The fumigation of the sealed postal facility on Brentwood Road NE has been delayed after cracks were found in air hoses that would conduct deadly gas into the building to kill anthrax spores.
The hoses were to be used to test the decontamination system that would pump chloride dioxide gas into the 17-million-cubic-foot building in much the same way it was used to rid the much smaller Hart Senate Office Building of anthrax spores early this year.
"We're going through a lot of testing," said Deborah A. Yackley, spokeswoman for the U.S. Postal Service. "We may be able to do [the test] in about a week maybe."
A test fumigation of a portion of the building was to have been conducted last Saturday. But quality control assessments revealed leaks in 7,000 feet of the 6-inch-diameter hoses. About 25,000 feet of hose will be used in the next test and eventual fumigation.
The leaky hoses also forced the cancellation of a community meeting to advise nearby residents about the test and fumigation and to answer their questions about the safety of the operation. Miss Yackley said a public announcement will be made for a rescheduled meeting.
The special plastic hoses must contain 40 pounds per square inch of pressure for the fumigation. Postal officials said the hoses will be tested over 48 hours at about 20 pounds per square inch of pressure.
In preparation for the tests and decontamination, motorcycle police this week have escorted eight tanker trucks carrying about a ton of chlorine along New York Avenue NE to the Brentwood site.

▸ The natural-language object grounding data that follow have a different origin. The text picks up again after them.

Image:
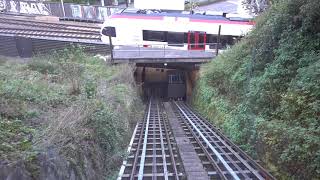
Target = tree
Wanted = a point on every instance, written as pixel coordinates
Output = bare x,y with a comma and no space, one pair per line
256,6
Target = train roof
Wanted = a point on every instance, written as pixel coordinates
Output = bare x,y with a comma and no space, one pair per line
201,15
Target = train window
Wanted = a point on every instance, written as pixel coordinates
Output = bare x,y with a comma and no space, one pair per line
201,40
175,38
154,35
109,31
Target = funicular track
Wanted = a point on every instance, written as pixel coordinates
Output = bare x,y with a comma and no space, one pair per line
221,158
154,150
153,154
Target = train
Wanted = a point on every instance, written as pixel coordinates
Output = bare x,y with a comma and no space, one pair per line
184,30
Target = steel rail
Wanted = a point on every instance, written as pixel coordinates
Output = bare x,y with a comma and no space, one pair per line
226,165
138,147
124,163
222,138
170,151
206,152
165,171
231,150
154,159
223,151
145,140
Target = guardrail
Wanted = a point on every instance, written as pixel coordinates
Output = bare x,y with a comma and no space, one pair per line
164,51
66,10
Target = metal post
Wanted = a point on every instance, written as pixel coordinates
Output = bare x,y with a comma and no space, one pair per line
62,6
111,48
218,41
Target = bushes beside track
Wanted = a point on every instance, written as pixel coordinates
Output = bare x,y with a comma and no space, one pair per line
65,116
264,92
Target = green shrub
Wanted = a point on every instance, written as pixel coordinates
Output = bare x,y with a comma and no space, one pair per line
264,91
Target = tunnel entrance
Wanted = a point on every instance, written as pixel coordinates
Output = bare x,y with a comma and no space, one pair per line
166,81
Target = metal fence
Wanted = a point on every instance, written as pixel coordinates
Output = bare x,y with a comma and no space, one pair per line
164,51
68,10
12,45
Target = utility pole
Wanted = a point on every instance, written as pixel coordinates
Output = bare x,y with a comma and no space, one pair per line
218,40
111,48
62,6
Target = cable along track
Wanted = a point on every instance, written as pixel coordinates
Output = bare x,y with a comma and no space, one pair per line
227,161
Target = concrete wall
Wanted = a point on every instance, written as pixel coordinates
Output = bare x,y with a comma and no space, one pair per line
191,80
55,9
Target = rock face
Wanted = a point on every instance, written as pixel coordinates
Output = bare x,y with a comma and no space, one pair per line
49,166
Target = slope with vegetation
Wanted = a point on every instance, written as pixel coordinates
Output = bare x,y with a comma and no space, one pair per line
265,91
65,116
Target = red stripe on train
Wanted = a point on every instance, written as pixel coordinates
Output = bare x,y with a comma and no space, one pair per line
191,20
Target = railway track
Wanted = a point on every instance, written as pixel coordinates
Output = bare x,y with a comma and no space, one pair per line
27,27
152,152
161,143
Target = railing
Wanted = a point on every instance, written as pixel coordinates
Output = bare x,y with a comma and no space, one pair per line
195,50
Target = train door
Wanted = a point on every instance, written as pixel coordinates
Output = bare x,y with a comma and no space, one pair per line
197,40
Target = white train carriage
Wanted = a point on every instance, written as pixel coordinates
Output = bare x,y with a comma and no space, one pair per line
181,30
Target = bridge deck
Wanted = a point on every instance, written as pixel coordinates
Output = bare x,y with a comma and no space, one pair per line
143,54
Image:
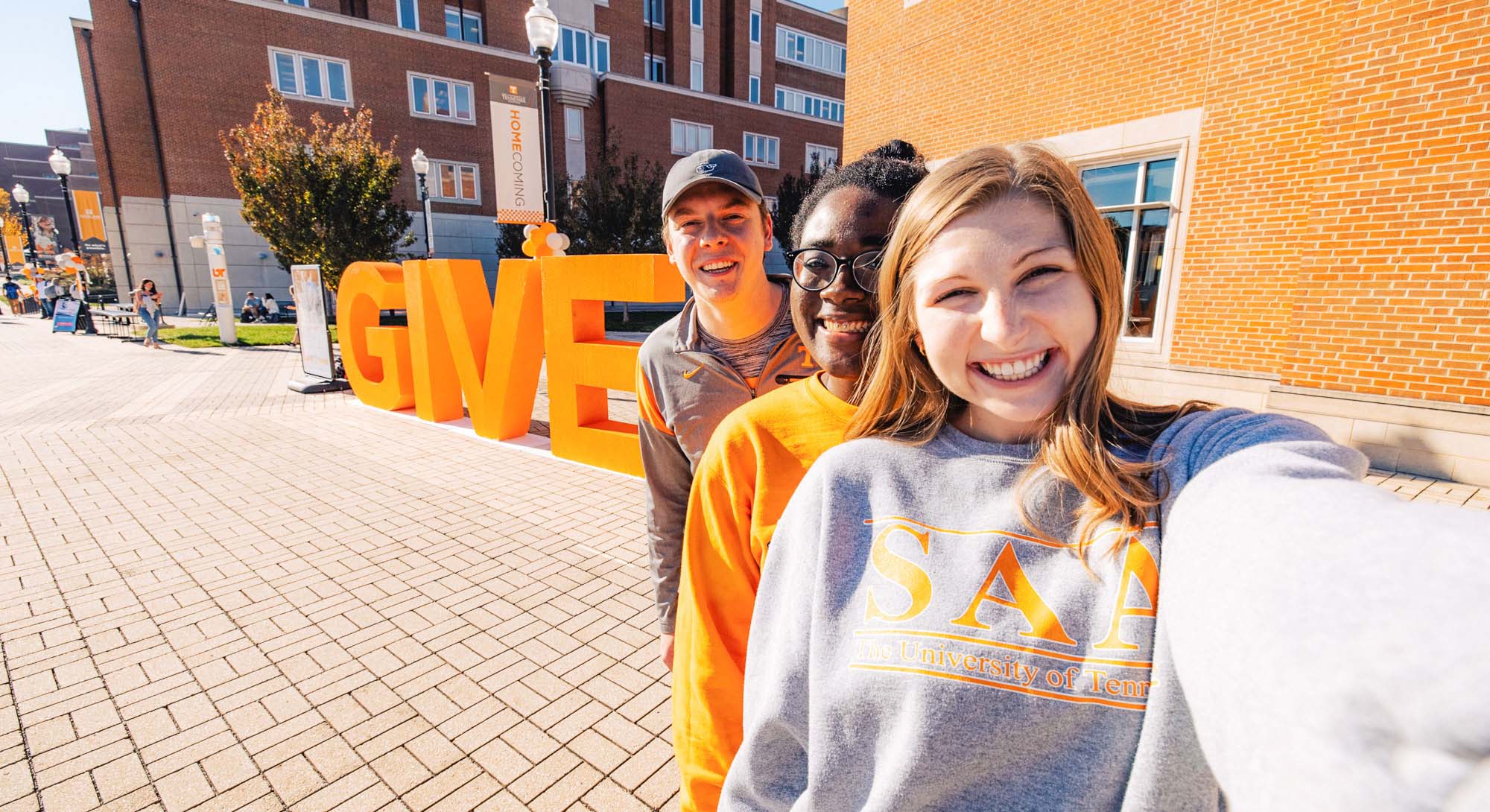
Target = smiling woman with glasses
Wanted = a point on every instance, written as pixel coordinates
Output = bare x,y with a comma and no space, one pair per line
817,269
762,451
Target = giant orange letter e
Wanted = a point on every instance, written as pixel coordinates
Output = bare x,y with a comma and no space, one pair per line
376,357
583,364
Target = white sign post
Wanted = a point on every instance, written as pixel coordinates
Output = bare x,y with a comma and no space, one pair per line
218,264
315,339
518,145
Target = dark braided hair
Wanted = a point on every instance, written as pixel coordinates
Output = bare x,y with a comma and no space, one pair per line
889,171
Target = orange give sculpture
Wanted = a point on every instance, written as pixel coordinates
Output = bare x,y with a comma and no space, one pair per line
466,352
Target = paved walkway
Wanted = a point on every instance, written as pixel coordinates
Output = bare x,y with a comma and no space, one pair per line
224,595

The trucks were rented from a New Jersey company by Ashland Inc. of Kentucky, which has contracted to conduct the test and fumigation with Sabre Oxidation Technologies of Texas.

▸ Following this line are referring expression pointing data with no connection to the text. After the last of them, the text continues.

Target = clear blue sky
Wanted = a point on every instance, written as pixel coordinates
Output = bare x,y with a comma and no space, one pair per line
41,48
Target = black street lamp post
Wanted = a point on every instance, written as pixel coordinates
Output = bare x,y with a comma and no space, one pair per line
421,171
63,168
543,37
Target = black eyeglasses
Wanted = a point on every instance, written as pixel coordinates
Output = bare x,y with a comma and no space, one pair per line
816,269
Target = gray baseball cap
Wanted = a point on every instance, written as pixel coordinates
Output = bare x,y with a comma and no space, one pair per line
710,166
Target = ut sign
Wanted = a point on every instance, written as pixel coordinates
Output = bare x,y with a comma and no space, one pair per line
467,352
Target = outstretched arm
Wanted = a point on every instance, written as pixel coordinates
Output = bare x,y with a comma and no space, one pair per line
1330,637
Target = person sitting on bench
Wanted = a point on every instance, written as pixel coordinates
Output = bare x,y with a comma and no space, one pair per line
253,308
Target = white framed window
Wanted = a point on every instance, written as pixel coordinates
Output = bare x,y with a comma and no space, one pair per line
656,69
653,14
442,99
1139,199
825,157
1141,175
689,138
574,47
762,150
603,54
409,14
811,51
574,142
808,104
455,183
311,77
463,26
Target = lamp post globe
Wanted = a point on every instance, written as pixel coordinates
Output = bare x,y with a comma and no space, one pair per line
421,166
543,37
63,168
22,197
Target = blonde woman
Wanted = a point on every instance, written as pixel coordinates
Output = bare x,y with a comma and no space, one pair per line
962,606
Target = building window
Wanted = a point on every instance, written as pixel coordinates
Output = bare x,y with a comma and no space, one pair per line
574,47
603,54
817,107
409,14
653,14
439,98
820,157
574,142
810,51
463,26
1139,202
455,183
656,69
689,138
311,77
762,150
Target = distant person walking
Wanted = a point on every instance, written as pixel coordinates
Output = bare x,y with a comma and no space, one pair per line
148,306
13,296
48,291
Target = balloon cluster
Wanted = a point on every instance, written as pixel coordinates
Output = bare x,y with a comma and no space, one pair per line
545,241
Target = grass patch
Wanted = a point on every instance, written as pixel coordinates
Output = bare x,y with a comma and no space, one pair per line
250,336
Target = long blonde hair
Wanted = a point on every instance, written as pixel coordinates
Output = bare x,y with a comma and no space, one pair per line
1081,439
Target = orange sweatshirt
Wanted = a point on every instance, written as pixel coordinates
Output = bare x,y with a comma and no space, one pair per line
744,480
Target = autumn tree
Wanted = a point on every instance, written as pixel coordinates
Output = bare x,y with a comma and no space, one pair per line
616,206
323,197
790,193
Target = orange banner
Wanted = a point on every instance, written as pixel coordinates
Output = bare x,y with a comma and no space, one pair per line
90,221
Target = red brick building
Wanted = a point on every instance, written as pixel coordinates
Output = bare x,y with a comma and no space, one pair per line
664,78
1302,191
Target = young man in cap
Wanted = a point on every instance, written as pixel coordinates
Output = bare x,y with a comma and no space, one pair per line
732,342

The tankers do not contain chlorine dioxide, whose components chlorine and water must be mixed on site to create a foglike spray for decontaminating the building, postal officials said.

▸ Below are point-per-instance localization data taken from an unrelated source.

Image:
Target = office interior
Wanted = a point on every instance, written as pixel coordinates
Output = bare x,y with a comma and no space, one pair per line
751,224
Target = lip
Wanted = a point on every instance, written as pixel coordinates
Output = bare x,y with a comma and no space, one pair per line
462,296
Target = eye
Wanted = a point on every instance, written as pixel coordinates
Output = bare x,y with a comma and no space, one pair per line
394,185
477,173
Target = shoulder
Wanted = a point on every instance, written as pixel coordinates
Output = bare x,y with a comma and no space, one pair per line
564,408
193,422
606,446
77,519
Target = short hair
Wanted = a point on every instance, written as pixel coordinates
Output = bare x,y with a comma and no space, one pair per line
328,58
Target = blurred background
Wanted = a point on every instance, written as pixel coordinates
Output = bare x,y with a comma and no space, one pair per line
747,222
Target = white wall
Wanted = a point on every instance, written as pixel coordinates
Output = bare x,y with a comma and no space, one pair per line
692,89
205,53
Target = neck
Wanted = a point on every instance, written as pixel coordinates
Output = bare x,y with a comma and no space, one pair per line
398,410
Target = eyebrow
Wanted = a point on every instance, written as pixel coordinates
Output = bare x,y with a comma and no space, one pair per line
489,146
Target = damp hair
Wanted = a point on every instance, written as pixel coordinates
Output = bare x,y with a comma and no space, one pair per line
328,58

In September, the Environmental Protection Agency, which is overseeing the anthrax cleanup, reported that a test fumigation of the postal facility had failed. Last Saturday's canceled test was to have helped the EPA determine if a complete decontamination of the building can begin.
The Brentwood Road facility last month was renamed the Joseph Curseen Jr. and Thomas Morris Jr. Processing and Distribution Center in honor of the two postal workers who died of inhalation anthrax from contamination there during last year's anthrax letter attacks.
The building has been closed since Oct. 21, 2001, after anthrax-laced letters sorted there had been opened in the Hart building.
Five persons were killed and 17 sickened in the anthrax letter attacks nationwide. Investigators have not yet determined who sent the letters.
Tom Ramstack contributed to this report.